Своеобразие момента творческой судьбы Рембо, запечатленного в последних стихотворениях, выражается в том, что, освобождаясь от правил, он писал все же стихотворения — то есть подчинялся той условности, той несвободе, которая заключена в условности поэтического языка как такового. Вызревание прозаичности в его последних произведениях, появление «поэзии в прозе», появление «озарений» предвещало освобождение от этой несвободы — то есть то освобождение от поэзии, роковое освобождение от искусства, которым завершил свой путь Рембо.

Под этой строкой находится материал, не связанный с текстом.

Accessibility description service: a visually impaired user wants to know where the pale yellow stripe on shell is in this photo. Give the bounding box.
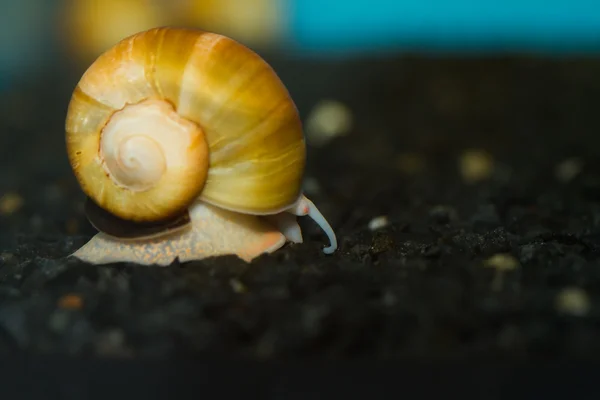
[202,144,304,213]
[65,87,116,202]
[176,32,227,128]
[144,28,200,109]
[202,65,298,157]
[207,98,302,166]
[208,141,303,178]
[76,31,156,110]
[66,87,116,138]
[176,33,306,213]
[184,52,304,213]
[190,41,264,128]
[177,32,299,155]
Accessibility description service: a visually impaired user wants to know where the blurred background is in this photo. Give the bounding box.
[2,0,600,237]
[2,0,600,136]
[3,0,600,79]
[3,0,600,95]
[0,0,599,129]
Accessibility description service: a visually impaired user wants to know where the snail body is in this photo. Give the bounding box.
[66,27,337,265]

Дата создания «Озарений» не сохранилась (опубл. в 1886 г.), но, очевидно, это произведение примыкает к «Последним стихотворениям», следует за ними как следующая раза «ясновидения». Надо полагать, что жизненные впечатления питали мир необыкновенных «озарений», и можно, конечно, потрудиться, стараясь перевести их в план реальной биографии поэта. К этому побуждает и то, что Рембо даже в «Озарениях» сохраняет свою способность «видеть»; фрагменты кажутся видимыми картинами, порой сценами. Фрагменты лаконичны, компактны, составлены по преимуществу из материала, который «под рукой», — они, как может показаться, даже «просты».

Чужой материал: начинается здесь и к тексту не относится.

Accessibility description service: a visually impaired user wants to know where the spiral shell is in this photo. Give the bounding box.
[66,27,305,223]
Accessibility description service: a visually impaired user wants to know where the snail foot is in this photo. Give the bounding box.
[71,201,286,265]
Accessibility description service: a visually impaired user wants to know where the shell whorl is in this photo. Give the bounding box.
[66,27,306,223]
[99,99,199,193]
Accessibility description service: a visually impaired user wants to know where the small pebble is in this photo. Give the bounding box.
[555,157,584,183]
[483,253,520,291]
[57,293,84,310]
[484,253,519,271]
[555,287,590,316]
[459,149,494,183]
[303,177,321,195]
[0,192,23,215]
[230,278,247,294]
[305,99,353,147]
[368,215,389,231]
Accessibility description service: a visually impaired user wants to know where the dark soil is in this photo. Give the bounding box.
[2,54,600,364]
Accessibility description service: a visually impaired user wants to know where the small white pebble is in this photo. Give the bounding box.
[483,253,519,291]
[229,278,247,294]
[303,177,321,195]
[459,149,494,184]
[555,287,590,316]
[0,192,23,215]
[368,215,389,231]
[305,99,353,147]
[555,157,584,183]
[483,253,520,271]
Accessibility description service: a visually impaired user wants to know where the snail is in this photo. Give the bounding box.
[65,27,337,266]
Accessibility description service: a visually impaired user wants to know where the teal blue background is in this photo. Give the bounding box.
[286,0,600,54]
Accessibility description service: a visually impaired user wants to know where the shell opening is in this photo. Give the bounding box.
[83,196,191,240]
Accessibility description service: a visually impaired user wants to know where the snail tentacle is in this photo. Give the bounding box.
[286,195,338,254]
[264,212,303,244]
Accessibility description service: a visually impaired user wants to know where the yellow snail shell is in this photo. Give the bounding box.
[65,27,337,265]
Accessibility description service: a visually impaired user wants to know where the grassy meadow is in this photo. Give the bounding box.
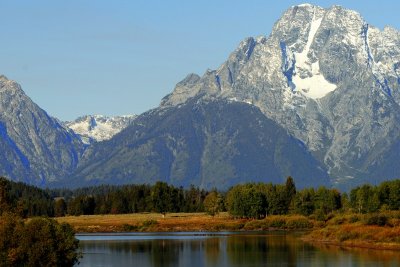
[56,211,400,251]
[56,212,247,232]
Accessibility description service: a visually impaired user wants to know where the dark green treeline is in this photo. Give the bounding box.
[52,182,207,216]
[226,178,400,219]
[0,177,54,217]
[1,177,400,219]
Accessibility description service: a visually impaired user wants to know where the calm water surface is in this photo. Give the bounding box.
[76,232,400,267]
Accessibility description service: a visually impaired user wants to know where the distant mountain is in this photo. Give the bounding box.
[2,3,400,190]
[65,115,136,144]
[70,98,329,189]
[160,4,400,187]
[0,75,85,186]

Однако «простота» «Озарений» — лишь видимая, внешняя. Она оттеняет необыкновенную сложность плодов «ясновидения». Столетняя история упорных поисков реальных прототипов образной системы «Озарений» дала удручающе жалкие результаты. Конечно, трудно устоять перед искушением продолжить разгадывание поэтических ребусов. Возникает, однако, вопрос — следует ли вообще этим заниматься, коль скоро самая суть «Озарений» исключает успех таких поисков. «Озарения» — плод «ясновидения», высшая его точка в поэтической практике Рембо, высшая точка поисков «неизвестного». Уместно вспомнить о сонете «Гласные», так как механизм создания «неизвестного» в этом сонете был предсказан: образ (гласный звук) перестает быть частью связной, логически определенной коммуникации, выполняет совершенно иную функцию, функцию независимой от смысла «суггестивности», способа создания образов, воспринимаемых как музыкальные или живописные композиции.

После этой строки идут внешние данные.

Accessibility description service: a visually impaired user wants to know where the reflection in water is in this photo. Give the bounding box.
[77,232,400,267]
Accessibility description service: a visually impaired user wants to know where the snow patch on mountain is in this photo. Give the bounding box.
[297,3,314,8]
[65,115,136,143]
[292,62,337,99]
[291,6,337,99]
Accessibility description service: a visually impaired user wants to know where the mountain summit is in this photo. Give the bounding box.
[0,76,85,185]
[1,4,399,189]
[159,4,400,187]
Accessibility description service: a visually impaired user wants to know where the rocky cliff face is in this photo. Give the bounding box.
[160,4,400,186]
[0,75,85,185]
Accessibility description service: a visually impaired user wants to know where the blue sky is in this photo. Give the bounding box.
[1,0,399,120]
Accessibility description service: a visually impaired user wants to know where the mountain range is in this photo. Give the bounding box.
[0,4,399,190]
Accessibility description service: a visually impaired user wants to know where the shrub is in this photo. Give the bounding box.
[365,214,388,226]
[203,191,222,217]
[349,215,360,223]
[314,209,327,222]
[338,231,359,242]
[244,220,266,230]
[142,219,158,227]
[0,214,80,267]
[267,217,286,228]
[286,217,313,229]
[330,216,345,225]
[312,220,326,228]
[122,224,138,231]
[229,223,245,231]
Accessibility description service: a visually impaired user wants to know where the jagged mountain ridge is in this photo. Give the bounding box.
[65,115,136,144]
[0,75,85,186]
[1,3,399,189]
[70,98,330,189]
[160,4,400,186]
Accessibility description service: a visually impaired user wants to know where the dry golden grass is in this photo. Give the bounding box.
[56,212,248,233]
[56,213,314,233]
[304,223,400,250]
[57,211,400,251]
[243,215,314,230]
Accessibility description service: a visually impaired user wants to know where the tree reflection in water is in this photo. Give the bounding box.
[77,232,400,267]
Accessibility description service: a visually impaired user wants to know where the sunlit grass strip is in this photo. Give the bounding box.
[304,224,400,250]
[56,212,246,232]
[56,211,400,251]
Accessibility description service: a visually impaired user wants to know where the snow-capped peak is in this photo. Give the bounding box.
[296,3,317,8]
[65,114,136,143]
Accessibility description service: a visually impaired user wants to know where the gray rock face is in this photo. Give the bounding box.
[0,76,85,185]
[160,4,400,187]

В «Озарениях» все как будто видимо. Но что, однако, видно? Видимое в самом простом случае предстает «сказкой», аллегорией, столь, однако, загадочной, что сколько-нибудь точно сказать о ее смысле нет никакой возможности. Таковы, например, «Сказка» «Парад-алле» (поистине — «один лишь я подобрал ключ к этому дикому параду-алле»), «Царствование» и т. п. «Сказки» Рембо абстрактны, в них нет никаких примет места и времени. Конечно, они насыщены впечатлениями от реального мира, но впечатления оторвались от своих прототипов, живут своей жизнью, а поэтому смысл стал двусмысленным, многозначным.